From this time Sparta almost drops out of Greek history. She took no part in the struggle against Macedon; no Spartan soldier stood by the side of the Athenians and Thebans at Chaeronea. She seems to have sunk into political apathy; very possibly she may have had to concentrate all her remaining strength and energy in keeping down her Helots and the native population of Laconia. When Alexander was winning his victories in Asia, she intrigued feebly against Macedon, and she would take no part in the congress of the Greek states at Corinth which declared Alexander "Leader of the Greeks."

She appears once again, but as not much more than the ghost of her former self, in the 3d century B.C., attempting vainly in 281 to unite Greece against the Macedonian Antigonus, and repulsing Pyrrhus from her walls in 272, Spartan women working at the city's defence, and a few Spartan warriors driving back the formidable soldier-king. There was still the old spirit about her, but the number of her citizens is said to have dwindled down to 700, and in her last days, with a wealthy few in the midst of a poor and needy people, Sparta had shrunk into the narrowest and feeblest of oligarchies. In the latter half of the 3d century B.C., in the days of the Achaean league, a vigorous but unsuccessful attempt at internal reforms and a restoration of the old discipline of Lycurgus was made by two of her kings, Cleomenes and Agis.

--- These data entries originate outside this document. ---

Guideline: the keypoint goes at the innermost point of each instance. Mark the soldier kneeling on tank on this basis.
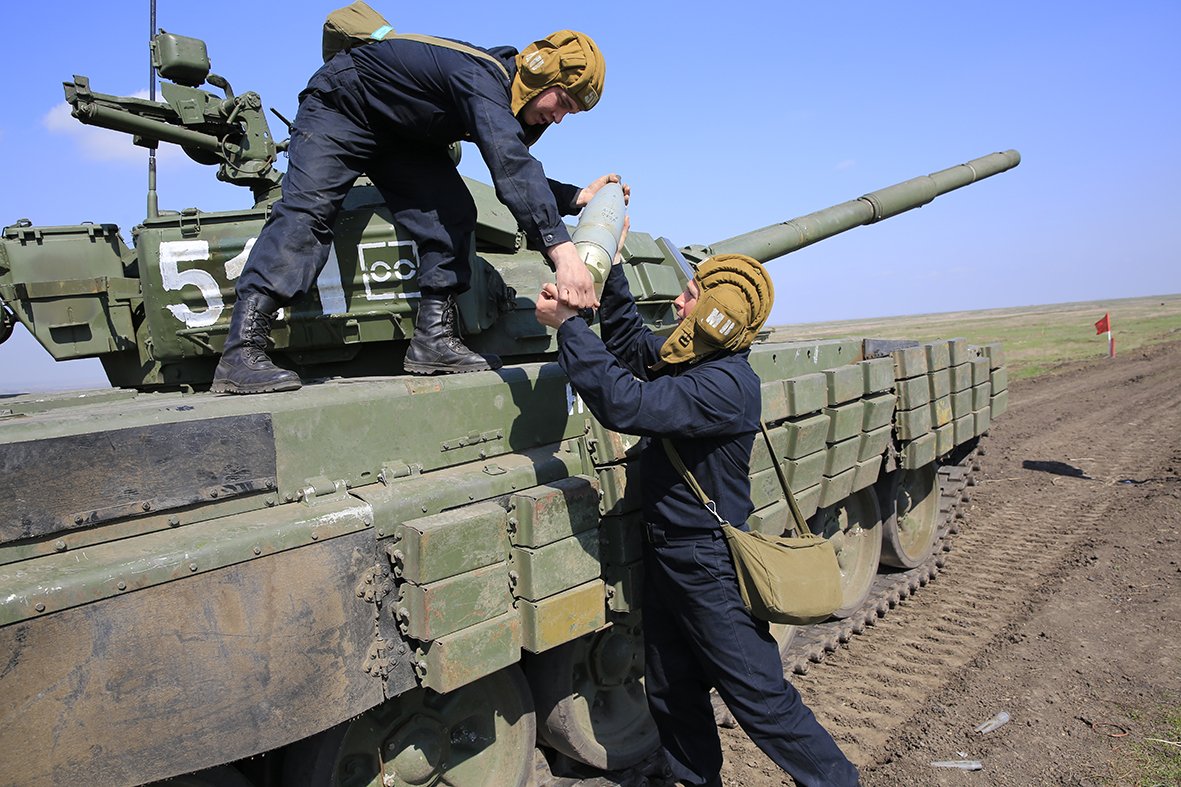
(390, 110)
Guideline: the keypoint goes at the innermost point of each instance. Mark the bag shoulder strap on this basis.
(674, 457)
(452, 45)
(687, 475)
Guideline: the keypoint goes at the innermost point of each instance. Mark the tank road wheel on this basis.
(591, 701)
(481, 734)
(912, 516)
(854, 527)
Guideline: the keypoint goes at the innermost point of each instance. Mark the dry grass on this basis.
(1037, 338)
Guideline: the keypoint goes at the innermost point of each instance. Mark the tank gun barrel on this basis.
(776, 240)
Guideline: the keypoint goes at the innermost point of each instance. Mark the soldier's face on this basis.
(550, 105)
(686, 301)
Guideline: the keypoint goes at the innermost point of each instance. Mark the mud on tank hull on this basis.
(196, 585)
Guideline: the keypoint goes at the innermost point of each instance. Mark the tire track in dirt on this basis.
(1023, 525)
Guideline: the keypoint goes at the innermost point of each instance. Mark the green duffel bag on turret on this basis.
(353, 25)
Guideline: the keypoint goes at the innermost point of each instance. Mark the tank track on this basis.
(811, 644)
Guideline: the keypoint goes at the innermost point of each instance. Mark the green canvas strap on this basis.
(677, 462)
(674, 457)
(451, 45)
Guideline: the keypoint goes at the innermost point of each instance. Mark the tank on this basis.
(385, 579)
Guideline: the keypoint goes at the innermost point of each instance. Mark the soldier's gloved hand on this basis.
(591, 190)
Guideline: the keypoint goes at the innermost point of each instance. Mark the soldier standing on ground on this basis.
(697, 389)
(390, 110)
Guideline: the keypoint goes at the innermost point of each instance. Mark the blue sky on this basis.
(723, 117)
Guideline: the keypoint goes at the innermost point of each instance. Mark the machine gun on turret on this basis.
(230, 132)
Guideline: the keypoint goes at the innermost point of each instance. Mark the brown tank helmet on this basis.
(735, 298)
(565, 59)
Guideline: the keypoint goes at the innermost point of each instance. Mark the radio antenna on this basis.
(152, 200)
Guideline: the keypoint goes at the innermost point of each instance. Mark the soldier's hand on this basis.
(550, 311)
(575, 285)
(622, 239)
(586, 194)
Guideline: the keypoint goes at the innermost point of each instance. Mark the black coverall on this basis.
(697, 632)
(390, 110)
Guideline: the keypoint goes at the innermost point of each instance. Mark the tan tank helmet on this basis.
(565, 59)
(735, 297)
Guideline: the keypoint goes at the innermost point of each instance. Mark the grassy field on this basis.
(1037, 338)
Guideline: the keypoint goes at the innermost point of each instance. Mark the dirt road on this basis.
(1058, 603)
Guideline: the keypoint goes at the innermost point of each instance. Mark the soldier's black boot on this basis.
(436, 346)
(245, 366)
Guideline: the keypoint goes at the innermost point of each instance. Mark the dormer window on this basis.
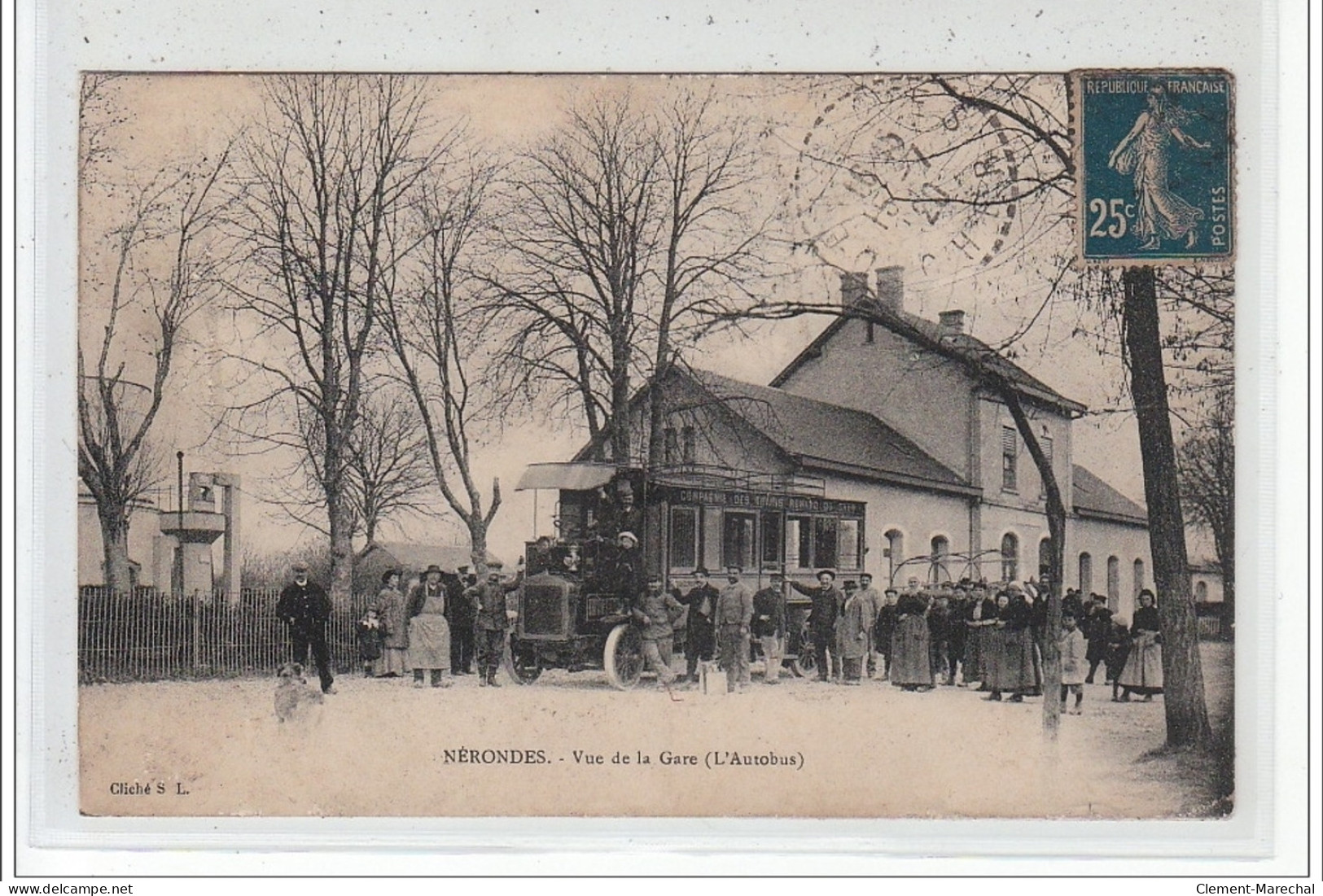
(1045, 444)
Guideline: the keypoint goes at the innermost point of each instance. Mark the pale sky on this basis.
(169, 116)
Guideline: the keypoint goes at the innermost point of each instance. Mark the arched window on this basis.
(1010, 557)
(941, 550)
(895, 553)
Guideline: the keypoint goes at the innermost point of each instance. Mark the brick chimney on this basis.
(952, 323)
(853, 290)
(891, 287)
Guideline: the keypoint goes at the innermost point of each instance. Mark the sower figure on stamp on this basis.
(821, 618)
(852, 636)
(874, 601)
(734, 614)
(493, 623)
(304, 607)
(699, 631)
(769, 627)
(656, 614)
(461, 614)
(1146, 154)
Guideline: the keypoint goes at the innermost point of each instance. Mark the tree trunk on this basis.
(658, 413)
(342, 550)
(1187, 711)
(114, 538)
(1056, 510)
(478, 546)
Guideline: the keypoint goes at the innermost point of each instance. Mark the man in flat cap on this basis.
(304, 607)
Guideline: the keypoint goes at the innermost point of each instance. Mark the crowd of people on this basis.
(440, 627)
(959, 635)
(966, 635)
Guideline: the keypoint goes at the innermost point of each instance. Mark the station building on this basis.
(882, 447)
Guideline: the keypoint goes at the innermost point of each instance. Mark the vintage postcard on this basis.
(656, 446)
(1155, 167)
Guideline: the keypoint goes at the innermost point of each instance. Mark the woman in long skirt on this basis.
(1143, 667)
(994, 648)
(1019, 671)
(912, 667)
(391, 611)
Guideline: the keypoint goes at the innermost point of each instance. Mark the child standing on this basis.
(1072, 648)
(1118, 650)
(370, 641)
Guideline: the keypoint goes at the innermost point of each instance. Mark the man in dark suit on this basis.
(304, 607)
(700, 636)
(821, 618)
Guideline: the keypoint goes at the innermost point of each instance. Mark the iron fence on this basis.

She sank finally, we know not how, under the degrading dominion of a sort of robber chief, Nabis, who fastened his tyranny upon her by the support of emancipated slaves and mercenaries of the lowest class. Her best citizens were put to death or banished, and she was debased into a refuge of pirates and robbers. Nabis and his vile gang were put down by Philopoemen in the name of the Achaean league, and Philopoemen completed his work by razing the walls of Sparta and abolishing her old institutions. Rome simply looked on, knowing well that she was mistress of the situation, and let matters drag on till 146, when she captured Corinth, and closed the page of Greek history. (W. J. B.)

Footnotes

369-3 Lacedaemon was simply another name for Sparta, though sometimes it seems to stand for the surrounding district.

For topographical details we must refer the reader to the elabo-rate works of the German scholar Curtius on the Peloponnesus and works based on them. Mure's Greece and Leake's Morea should be consulted.